We are all aware of the devastating impact that unemployment has, particularly on the social and health aspects of young people’s lives, as well as morale and self-esteem. It is generally accepted that increased social pressures such as financial and employment worries can trigger mental health problems or exacerbate existing issues. Unless concerted action is taken, the mental health of young people in Ireland and Europe will decline in coming years. We know that in 2009, Eurofound, the European Foundation for the Improvement of Living and Working Conditions, which is based in Dublin, conducted research indicating that across 21 EU member states, the cost of exclusion of young people from employment amounted to more than €100 billion. The study considered the cost of social welfare payments and contributions to GNP and it put a preliminary figure for the cost to society at €14,000 per young person who is not in education, employment or training. Some €11,000 would be from unpaid contributions like PRSI and PAYE and €3,000 is representative of benefit payments.

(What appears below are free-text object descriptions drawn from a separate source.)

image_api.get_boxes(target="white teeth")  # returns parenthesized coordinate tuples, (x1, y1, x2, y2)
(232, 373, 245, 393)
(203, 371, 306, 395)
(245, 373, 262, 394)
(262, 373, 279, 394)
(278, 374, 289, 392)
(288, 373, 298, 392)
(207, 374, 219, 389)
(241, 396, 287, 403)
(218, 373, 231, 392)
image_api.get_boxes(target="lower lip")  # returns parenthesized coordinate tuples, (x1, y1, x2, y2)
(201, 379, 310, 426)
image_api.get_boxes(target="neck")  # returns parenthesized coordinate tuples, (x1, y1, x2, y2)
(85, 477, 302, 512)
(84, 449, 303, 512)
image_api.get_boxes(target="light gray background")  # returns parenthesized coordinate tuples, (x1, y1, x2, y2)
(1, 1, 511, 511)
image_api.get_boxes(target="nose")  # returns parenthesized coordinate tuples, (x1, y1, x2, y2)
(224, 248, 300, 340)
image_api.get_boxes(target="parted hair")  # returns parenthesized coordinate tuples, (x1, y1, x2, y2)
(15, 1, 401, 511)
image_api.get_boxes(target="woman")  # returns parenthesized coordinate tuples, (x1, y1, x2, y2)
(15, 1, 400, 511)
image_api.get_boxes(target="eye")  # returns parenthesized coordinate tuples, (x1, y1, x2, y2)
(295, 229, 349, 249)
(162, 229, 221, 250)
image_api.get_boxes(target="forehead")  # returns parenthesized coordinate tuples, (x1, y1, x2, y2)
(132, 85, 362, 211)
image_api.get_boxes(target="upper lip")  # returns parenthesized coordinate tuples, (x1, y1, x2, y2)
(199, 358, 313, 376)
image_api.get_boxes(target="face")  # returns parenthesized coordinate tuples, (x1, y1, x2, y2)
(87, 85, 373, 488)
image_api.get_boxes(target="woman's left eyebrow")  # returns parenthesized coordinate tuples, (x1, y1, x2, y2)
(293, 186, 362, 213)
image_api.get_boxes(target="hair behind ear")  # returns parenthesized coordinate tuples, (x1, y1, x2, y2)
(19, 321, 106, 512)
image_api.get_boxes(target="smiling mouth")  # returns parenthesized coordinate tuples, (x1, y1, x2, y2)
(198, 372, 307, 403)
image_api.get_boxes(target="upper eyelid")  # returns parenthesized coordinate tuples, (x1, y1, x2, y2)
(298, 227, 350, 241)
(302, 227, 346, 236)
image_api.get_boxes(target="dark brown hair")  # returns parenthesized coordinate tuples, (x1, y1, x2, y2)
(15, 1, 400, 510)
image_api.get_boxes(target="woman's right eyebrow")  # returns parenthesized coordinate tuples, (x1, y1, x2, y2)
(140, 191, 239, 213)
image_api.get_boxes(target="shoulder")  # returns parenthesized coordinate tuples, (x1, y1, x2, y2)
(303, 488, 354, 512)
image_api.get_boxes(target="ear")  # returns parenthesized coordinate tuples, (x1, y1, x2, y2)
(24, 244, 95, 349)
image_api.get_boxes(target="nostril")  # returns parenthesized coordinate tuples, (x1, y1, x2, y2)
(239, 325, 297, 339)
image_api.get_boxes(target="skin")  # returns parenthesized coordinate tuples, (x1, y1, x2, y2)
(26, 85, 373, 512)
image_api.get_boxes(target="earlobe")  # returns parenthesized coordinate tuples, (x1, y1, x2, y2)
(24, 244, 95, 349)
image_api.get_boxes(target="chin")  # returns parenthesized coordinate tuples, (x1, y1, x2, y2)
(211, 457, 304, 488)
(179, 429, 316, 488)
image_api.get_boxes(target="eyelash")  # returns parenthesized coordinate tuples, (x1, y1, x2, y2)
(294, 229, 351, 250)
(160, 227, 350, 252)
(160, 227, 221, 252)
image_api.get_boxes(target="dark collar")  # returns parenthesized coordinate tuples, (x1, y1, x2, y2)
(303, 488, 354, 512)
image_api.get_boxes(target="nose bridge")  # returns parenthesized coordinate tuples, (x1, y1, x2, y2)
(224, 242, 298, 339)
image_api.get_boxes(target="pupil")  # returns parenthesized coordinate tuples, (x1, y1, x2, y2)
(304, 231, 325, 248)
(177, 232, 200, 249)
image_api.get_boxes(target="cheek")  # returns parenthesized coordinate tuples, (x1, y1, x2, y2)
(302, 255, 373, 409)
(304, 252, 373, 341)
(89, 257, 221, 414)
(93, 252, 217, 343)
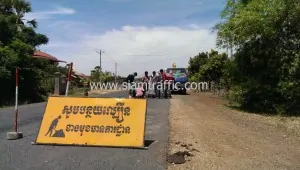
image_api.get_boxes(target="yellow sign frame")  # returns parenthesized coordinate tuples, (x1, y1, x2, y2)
(33, 96, 148, 149)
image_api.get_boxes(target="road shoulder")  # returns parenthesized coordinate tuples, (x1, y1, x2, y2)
(167, 92, 300, 169)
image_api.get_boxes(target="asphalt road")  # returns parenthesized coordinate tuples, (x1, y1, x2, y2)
(0, 91, 170, 170)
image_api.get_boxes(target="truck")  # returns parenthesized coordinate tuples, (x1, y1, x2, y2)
(165, 67, 189, 94)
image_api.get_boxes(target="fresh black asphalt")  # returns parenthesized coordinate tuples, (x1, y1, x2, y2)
(0, 91, 170, 170)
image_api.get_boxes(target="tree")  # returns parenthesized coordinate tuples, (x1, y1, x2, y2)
(12, 0, 32, 30)
(187, 49, 229, 92)
(0, 0, 63, 107)
(89, 66, 114, 83)
(214, 0, 300, 115)
(90, 66, 101, 82)
(199, 50, 228, 84)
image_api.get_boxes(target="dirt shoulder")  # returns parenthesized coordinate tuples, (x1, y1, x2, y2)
(167, 92, 300, 170)
(89, 89, 124, 95)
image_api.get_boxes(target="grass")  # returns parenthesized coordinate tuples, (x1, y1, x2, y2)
(222, 97, 300, 136)
(68, 87, 87, 97)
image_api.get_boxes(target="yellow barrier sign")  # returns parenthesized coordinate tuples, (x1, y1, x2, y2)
(35, 96, 147, 148)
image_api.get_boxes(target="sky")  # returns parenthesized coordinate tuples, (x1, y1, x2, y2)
(24, 0, 227, 77)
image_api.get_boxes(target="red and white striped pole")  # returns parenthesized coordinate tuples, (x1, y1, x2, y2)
(14, 67, 19, 132)
(6, 67, 23, 140)
(65, 62, 73, 96)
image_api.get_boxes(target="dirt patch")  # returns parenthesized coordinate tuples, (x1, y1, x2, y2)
(167, 151, 194, 164)
(193, 92, 300, 136)
(89, 89, 123, 95)
(168, 92, 300, 169)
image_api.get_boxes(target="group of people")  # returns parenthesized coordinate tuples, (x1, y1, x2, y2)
(126, 69, 174, 98)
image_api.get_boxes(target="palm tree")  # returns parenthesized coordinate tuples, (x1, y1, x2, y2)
(26, 19, 37, 28)
(11, 0, 37, 30)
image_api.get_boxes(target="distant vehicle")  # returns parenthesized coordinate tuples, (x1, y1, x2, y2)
(165, 67, 188, 94)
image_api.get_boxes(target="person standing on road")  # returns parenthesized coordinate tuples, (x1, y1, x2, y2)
(147, 73, 155, 97)
(126, 72, 137, 98)
(142, 71, 150, 97)
(152, 71, 161, 98)
(160, 69, 168, 98)
(126, 72, 137, 84)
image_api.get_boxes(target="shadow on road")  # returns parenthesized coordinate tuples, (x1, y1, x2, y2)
(144, 140, 156, 147)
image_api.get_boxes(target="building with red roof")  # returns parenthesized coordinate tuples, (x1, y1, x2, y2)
(33, 50, 66, 63)
(73, 70, 89, 80)
(33, 50, 89, 82)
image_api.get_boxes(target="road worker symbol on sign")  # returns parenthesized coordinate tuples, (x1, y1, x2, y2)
(44, 115, 65, 138)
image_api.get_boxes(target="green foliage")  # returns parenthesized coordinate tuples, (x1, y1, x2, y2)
(188, 52, 208, 77)
(188, 0, 300, 115)
(211, 0, 300, 116)
(89, 66, 114, 83)
(188, 49, 229, 87)
(0, 0, 63, 107)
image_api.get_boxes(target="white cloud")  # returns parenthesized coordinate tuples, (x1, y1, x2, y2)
(41, 24, 223, 77)
(24, 6, 76, 20)
(44, 7, 75, 15)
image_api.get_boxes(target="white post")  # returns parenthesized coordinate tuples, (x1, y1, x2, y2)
(65, 62, 73, 96)
(15, 86, 18, 110)
(65, 81, 70, 96)
(14, 68, 19, 132)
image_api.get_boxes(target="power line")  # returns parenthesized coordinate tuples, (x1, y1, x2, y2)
(44, 29, 198, 57)
(104, 53, 193, 75)
(39, 31, 197, 74)
(96, 50, 104, 82)
(102, 52, 116, 63)
(42, 31, 199, 59)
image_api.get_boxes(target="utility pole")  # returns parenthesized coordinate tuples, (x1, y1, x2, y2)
(96, 50, 104, 82)
(114, 62, 117, 83)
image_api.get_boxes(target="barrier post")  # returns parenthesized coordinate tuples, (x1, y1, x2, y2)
(65, 62, 73, 96)
(83, 81, 88, 96)
(14, 67, 19, 132)
(7, 67, 23, 140)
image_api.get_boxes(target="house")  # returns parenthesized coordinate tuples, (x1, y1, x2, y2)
(33, 50, 89, 84)
(73, 70, 89, 80)
(33, 50, 66, 63)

The cost to the Exchequer of youth unemployment is estimated to be €3.16 billion annually. Last December, the Independent group put forward a motion in this House on the importance of the value of youth work. We had good support across the House in our belief that the State must recognise the value of the youth work sector and its potential for a cohesive approach in tackling youth unemployment and exclusion. We know just under 400,000 young people benefit from youth work in Ireland and 53.3% of these are from socially or economically disadvantaged areas. Over 40,000 volunteers are involved in youth work, with almost 1,400 whole-time staff equivalents. Some 26% of young people in Ireland participate in a youth club or youth organisation, and that is the highest level in the EU. The Indecon report proved that for every €1 invested by the State in youth work, we save €2.22 as a State in the long run. This can be contrasted with the fact that youth organisations have received cumulative cuts during the recession, with the cuts running at approximately 30%. Youth organisations could be used as a vehicle in tackling youth unemployment but we are cutting their funding.
The youth guarantee is very important to me and everybody in this House because it will give young people an offer of a job, work experience, apprenticeship, training or combined work and training. It is hoped this will be found within four months of the young person finishing education or becoming unemployed. We should hope it will achieve the target of having 2 million young people out of unemployment by 2014.

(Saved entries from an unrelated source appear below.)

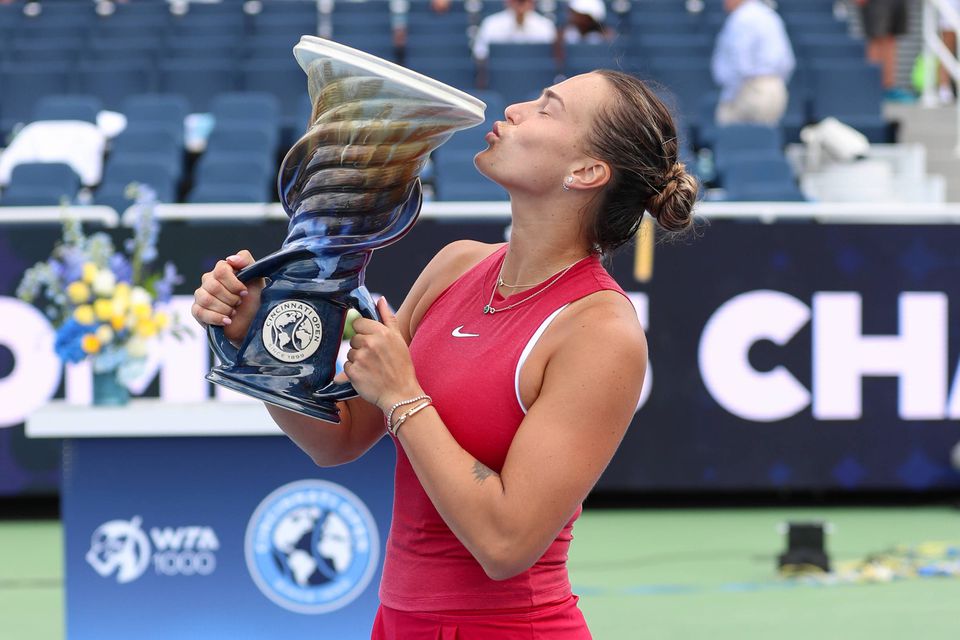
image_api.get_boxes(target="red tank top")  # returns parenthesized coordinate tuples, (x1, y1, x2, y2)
(379, 244, 627, 612)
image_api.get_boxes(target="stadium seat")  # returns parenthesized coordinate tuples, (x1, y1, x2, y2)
(206, 122, 278, 160)
(713, 124, 784, 170)
(188, 156, 274, 204)
(84, 36, 163, 63)
(721, 156, 796, 189)
(158, 60, 240, 113)
(0, 62, 71, 132)
(109, 128, 184, 181)
(210, 92, 281, 129)
(164, 36, 238, 60)
(9, 36, 84, 63)
(488, 43, 554, 65)
(0, 162, 81, 207)
(486, 59, 558, 106)
(809, 63, 889, 142)
(724, 181, 806, 202)
(31, 95, 102, 124)
(434, 153, 508, 201)
(122, 94, 191, 132)
(95, 158, 179, 213)
(405, 58, 477, 93)
(79, 62, 155, 112)
(241, 58, 311, 127)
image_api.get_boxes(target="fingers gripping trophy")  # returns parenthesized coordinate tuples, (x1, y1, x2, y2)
(206, 37, 485, 423)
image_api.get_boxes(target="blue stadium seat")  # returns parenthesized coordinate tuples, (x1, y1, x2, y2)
(244, 33, 302, 60)
(206, 123, 278, 158)
(85, 36, 162, 63)
(241, 58, 312, 126)
(648, 58, 716, 129)
(794, 34, 865, 62)
(724, 181, 806, 202)
(158, 60, 239, 113)
(109, 127, 184, 182)
(88, 14, 171, 38)
(488, 43, 554, 65)
(721, 156, 796, 189)
(563, 42, 625, 76)
(405, 57, 477, 93)
(210, 92, 281, 129)
(79, 62, 155, 112)
(168, 14, 246, 38)
(188, 156, 274, 204)
(9, 36, 84, 63)
(95, 158, 179, 212)
(434, 151, 508, 201)
(1, 162, 81, 207)
(487, 59, 558, 106)
(404, 33, 472, 59)
(713, 124, 784, 171)
(0, 62, 71, 132)
(32, 95, 103, 124)
(809, 63, 888, 142)
(249, 15, 316, 38)
(164, 35, 239, 59)
(122, 94, 191, 132)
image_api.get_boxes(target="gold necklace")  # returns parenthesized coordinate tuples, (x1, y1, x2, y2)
(482, 255, 589, 315)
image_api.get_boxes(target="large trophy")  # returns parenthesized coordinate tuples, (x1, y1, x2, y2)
(206, 37, 485, 423)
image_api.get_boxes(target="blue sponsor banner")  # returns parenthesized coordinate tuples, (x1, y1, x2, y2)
(63, 435, 394, 639)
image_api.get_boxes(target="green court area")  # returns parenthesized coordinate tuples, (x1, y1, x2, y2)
(1, 507, 957, 639)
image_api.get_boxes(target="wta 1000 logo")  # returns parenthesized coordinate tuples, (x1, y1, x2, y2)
(86, 516, 220, 583)
(245, 480, 380, 615)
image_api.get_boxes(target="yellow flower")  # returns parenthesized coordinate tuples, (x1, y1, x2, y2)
(153, 312, 169, 330)
(114, 281, 131, 300)
(67, 281, 91, 305)
(95, 325, 114, 345)
(135, 318, 157, 338)
(81, 334, 101, 354)
(132, 302, 152, 320)
(73, 305, 95, 325)
(82, 263, 98, 284)
(94, 298, 114, 322)
(110, 314, 126, 331)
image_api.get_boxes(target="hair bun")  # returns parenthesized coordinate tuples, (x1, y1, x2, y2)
(646, 162, 697, 233)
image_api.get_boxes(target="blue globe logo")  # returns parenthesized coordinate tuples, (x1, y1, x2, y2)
(245, 480, 379, 614)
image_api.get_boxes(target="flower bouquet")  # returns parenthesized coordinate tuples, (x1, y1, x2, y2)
(16, 185, 186, 405)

I agree with the contention in the motion that the youth guarantee scheme must play a central role in the Government’s strategy to address our young person not in education, employment or training, or NEETs, crisis in Europe. I commend the Government for signalling its support for the youth guarantee from the outset and making it a priority. Given what I have stated on the importance of the youth work sector, I also welcome the determination of the Minister for Children and Youth Affairs, Deputy Frances Fitzgerald, in securing EU agreement on a greater role for youth work in supporting EU policy proposals for youth employment and social inclusion. I welcome the pilot scheme planned for Ballymun. It is good that we will have a pilot but we must consider local circumstances. I am a bit concerned about the length of time it may take to mainstream the process.

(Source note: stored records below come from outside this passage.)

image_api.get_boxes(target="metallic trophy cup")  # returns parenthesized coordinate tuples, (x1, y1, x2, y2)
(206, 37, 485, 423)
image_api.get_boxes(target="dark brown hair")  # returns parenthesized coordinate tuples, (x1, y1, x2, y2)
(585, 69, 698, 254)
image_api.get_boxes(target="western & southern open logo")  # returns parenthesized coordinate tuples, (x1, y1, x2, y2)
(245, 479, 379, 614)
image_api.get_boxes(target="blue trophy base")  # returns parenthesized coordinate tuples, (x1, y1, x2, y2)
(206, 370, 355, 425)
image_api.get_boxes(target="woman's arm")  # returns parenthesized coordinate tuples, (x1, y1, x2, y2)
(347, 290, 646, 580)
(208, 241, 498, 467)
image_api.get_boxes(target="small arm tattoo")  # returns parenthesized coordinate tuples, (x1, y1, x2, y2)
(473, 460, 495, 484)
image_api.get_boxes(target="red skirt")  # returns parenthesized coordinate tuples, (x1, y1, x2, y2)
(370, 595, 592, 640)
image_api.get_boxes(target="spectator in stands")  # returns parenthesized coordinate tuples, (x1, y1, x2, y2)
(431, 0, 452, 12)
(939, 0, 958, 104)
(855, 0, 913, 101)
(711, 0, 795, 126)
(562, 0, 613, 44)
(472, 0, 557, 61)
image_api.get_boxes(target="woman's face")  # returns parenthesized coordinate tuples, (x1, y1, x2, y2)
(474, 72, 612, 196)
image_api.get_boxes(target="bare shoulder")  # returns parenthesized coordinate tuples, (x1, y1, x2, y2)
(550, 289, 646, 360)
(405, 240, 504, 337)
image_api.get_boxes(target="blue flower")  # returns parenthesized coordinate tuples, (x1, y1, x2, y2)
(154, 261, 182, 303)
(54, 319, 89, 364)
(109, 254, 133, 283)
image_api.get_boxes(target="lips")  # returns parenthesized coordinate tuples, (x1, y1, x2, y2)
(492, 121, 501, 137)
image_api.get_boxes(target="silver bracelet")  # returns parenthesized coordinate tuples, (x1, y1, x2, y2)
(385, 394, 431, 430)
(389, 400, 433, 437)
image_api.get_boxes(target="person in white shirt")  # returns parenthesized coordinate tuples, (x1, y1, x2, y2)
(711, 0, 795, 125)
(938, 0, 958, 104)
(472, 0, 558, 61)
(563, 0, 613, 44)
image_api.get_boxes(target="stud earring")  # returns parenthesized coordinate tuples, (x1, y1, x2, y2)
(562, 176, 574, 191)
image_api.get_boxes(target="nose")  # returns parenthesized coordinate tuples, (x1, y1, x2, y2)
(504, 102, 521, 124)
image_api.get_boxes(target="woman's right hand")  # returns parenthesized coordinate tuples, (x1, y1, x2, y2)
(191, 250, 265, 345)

I am conscious of the time but I will comment on those who are most disadvantaged. These are the 9,000 young people who have been on the live register for three years or more. They have literacy issues and they are early school leavers. The have a poor relationship with State agencies. We must do much more to tackle the problems of this cohort of young people within the youth guarantee. The youth sector is well placed to work with this cohort, who are the hardest to reach. There should be a joint initiative between the Departments of Education and Skills, Social Protection, Children and Youth Affairs and Jobs, Enterprise and Innovation.
Has the Minister identified additional measures to support young people who are long-term unemployed in avoiding the weaknesses identified in the scheme already in operation in Finland and Sweden?